October 3, 2018 | 08:30 PM - Posted by KevinM (not verified)

I wonder if Ryzen 3 will be able to work in X370 motherboards like Ryzen 2 can? That would be great if so!

October 3, 2018 | 10:41 PM - Posted by MaybeSomeCaveYouHaveBeenLivingWithoutInternetAccess (not verified)

Did not AMD state that AM4 would be supported until 2020 and that date sort if implies that Ryzen 3(2019) will still be AM4.

So whatever the X or the A to the B to the whatever Motherboard if that MB is socket AM4 well that's until 2020. So I can't really see AMD releasing any consumer CPU/APU, that's NON Threadripper/SP3 related, on any other consumer Socket but AM4 until 2020.

I'd love for AMD to Increase in its Next Socket AM[Whatever] pin counts and offer more PCIe 4.0 connectivity(PCIe 5.0 even better) and more total PCIe lanes instead of so few PCIe 3.0 as the current AM4 offers. Laptops are in more need of PCIe 4.0, by the way, as that would allow the Laptop OEMs to offer more bandwidth without having to increase the numbers of PCIe lanes on their always custom laptop MB designs.

Part of the reason that TB3/Newer will never be that wide spread currently for laptops is because Laptop's have less MB real estate for PCIe lanes so PCIe 4.0/5.0 can not arrive soon enough on laptops. DDR5 memory also would be a nice all around improvment for any Integrated Graphics if the makers could not begin offering APUs/CPUs-Int-Graphics with any HBM 2/3 options available that fit on the socket. Maybe even some smaller 1GB of some sort of On Die/On MCM memory to feed the integreted GPU that's attatched to the GPU's HBCC(High Bandwidth Cache controller) and used as a HBC(High Bandwidth Cache) like AMD's Vega graphics offers. but that can not be useful for current AMD/Raven Ridge APUs without some form of higher bandwidth VRAM/Cache memory to act as HBC.

Zen2/Next Generation APUs need some form of eDRAM even if its only 500MB in size so that the HBCC/HBC IP in Vega could be of use and that eDRAM/Smaller HBM memory could be used by Vega as a last level VRAM cache to a larger pool of virtual VRAM paged out to regular system DRAM.

I'd expect that AMD should begin to discuss it's CPU socket roadmap/timeline at CES 2019 and give consumers some previews of what's going to be replacing AM4 in 2020. And that better include the newer PCIe standards and DDR5 memory at least. Maybe even TB3 IP on the chipset also as Intel appears to be maybe trying to open that up at least. But I'm not hopeful on that TB3 so maybe USB 3.2 chipset support and 2 channels of USB 3.1 Gen2(10Gbs) link bonded to give a total of 20Gbs of bandwidth over the same USB Type-C compatable cable's already existing USB 3.1 Gen 2 link and the USB cable's Type-C alternative channel that can support the other USB 3.1 Gen 2 siginaling that comes with the USB 3.2 standard.

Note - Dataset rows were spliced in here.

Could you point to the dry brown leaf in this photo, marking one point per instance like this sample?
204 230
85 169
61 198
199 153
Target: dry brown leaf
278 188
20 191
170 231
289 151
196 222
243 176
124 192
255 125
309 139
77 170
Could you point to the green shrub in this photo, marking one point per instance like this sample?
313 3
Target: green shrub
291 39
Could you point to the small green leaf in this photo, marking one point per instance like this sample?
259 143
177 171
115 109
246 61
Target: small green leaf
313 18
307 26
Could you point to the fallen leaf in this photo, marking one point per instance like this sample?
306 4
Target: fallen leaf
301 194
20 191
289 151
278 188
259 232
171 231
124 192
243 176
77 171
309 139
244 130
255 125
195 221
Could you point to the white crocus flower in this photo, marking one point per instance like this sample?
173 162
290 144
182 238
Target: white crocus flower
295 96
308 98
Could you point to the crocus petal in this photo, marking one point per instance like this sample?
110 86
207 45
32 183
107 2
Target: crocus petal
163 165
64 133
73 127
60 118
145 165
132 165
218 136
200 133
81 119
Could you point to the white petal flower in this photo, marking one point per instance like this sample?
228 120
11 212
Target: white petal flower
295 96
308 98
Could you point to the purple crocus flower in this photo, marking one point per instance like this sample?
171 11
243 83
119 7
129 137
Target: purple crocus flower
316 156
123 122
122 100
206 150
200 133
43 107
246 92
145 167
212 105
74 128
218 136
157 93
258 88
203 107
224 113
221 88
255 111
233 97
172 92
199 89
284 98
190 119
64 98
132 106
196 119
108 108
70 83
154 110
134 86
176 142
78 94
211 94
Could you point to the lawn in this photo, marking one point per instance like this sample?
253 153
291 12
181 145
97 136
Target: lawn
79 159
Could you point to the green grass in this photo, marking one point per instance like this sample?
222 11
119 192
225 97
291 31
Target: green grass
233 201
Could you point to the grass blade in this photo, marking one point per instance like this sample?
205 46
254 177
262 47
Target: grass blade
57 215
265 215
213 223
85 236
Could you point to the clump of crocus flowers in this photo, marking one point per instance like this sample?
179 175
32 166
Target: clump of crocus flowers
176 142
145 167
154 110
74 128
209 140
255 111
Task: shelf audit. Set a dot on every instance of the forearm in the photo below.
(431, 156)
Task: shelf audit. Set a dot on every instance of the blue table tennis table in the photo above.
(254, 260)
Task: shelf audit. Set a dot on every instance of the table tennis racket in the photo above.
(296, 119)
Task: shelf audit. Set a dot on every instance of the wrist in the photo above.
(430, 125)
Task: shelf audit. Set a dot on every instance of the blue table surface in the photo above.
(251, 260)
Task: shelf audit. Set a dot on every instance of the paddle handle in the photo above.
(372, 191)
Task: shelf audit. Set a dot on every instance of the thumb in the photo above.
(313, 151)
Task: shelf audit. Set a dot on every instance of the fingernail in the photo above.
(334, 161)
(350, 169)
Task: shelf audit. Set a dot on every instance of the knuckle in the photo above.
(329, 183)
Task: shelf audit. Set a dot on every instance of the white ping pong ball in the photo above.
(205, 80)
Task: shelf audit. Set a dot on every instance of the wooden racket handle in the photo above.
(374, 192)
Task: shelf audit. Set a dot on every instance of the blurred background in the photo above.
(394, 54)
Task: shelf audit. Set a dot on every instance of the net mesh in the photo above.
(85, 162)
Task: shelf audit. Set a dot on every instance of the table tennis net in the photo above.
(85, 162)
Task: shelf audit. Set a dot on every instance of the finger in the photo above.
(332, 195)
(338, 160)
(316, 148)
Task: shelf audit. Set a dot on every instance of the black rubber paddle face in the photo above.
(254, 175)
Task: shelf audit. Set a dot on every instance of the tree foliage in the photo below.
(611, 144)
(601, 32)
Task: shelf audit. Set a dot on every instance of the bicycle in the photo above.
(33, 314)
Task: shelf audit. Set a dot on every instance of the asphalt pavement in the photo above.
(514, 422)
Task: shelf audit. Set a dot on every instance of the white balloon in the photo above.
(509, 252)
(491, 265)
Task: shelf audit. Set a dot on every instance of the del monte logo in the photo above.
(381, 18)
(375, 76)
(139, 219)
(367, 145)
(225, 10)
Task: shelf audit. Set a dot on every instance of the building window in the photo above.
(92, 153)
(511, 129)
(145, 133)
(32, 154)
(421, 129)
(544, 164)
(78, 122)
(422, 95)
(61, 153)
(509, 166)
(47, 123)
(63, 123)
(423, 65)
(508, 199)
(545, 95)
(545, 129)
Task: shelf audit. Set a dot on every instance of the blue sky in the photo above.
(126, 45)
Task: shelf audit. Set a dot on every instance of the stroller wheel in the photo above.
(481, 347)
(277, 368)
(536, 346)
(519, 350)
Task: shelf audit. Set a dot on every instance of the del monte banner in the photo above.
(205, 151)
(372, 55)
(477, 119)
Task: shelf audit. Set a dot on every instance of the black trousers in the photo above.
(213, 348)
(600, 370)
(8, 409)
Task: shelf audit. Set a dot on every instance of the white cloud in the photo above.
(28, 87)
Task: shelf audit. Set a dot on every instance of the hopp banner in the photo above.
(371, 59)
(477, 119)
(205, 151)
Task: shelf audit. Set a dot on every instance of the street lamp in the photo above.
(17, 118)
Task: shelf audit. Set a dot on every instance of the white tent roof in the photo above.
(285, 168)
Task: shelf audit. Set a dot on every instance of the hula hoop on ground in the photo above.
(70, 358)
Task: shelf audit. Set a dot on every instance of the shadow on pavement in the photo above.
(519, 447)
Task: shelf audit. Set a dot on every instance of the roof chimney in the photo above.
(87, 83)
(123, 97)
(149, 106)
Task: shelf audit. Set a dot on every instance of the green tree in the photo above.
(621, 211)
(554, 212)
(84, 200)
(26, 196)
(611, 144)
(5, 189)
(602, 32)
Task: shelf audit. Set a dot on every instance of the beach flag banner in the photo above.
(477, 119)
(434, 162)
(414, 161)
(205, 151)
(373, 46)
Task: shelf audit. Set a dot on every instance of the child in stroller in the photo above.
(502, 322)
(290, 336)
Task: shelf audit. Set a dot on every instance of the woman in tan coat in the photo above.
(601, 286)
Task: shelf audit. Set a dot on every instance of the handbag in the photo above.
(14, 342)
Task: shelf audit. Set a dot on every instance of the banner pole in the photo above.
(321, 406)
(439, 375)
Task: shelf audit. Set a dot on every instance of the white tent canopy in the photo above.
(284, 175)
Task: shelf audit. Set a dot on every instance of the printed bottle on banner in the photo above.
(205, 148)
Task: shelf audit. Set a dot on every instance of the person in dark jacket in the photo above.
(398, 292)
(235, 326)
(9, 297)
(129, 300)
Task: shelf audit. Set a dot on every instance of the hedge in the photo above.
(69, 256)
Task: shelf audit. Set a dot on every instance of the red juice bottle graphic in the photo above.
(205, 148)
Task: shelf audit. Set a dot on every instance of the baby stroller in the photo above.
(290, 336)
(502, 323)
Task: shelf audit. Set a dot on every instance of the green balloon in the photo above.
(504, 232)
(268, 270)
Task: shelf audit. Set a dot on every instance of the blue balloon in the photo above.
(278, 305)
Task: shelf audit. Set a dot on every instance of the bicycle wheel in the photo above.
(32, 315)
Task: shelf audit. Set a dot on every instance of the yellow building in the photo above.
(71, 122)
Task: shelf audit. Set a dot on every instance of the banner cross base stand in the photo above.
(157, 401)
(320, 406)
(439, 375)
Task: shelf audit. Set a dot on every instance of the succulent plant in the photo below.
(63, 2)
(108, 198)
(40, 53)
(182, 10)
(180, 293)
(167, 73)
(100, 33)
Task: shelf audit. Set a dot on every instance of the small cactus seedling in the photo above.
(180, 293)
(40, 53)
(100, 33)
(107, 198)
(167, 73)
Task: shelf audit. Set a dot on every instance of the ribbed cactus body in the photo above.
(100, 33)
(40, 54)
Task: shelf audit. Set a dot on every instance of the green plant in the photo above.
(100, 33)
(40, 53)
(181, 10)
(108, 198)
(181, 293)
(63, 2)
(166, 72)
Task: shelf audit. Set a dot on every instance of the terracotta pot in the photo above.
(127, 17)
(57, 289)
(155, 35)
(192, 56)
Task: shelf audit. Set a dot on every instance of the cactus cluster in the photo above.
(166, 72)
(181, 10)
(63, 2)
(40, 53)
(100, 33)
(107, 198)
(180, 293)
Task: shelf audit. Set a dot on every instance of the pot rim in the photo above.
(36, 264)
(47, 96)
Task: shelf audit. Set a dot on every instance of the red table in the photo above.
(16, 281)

If the USB Type-C cable if following the proper USB Type-C standard then all the wiring is already there for any Type-C cable to already have insluded that alt-mode cable pair if the cable's maker is not cheaping out and not following the USB Type-C standard like they should. So USB 3.2 should be able to work on existing Type-C cables(Maybe).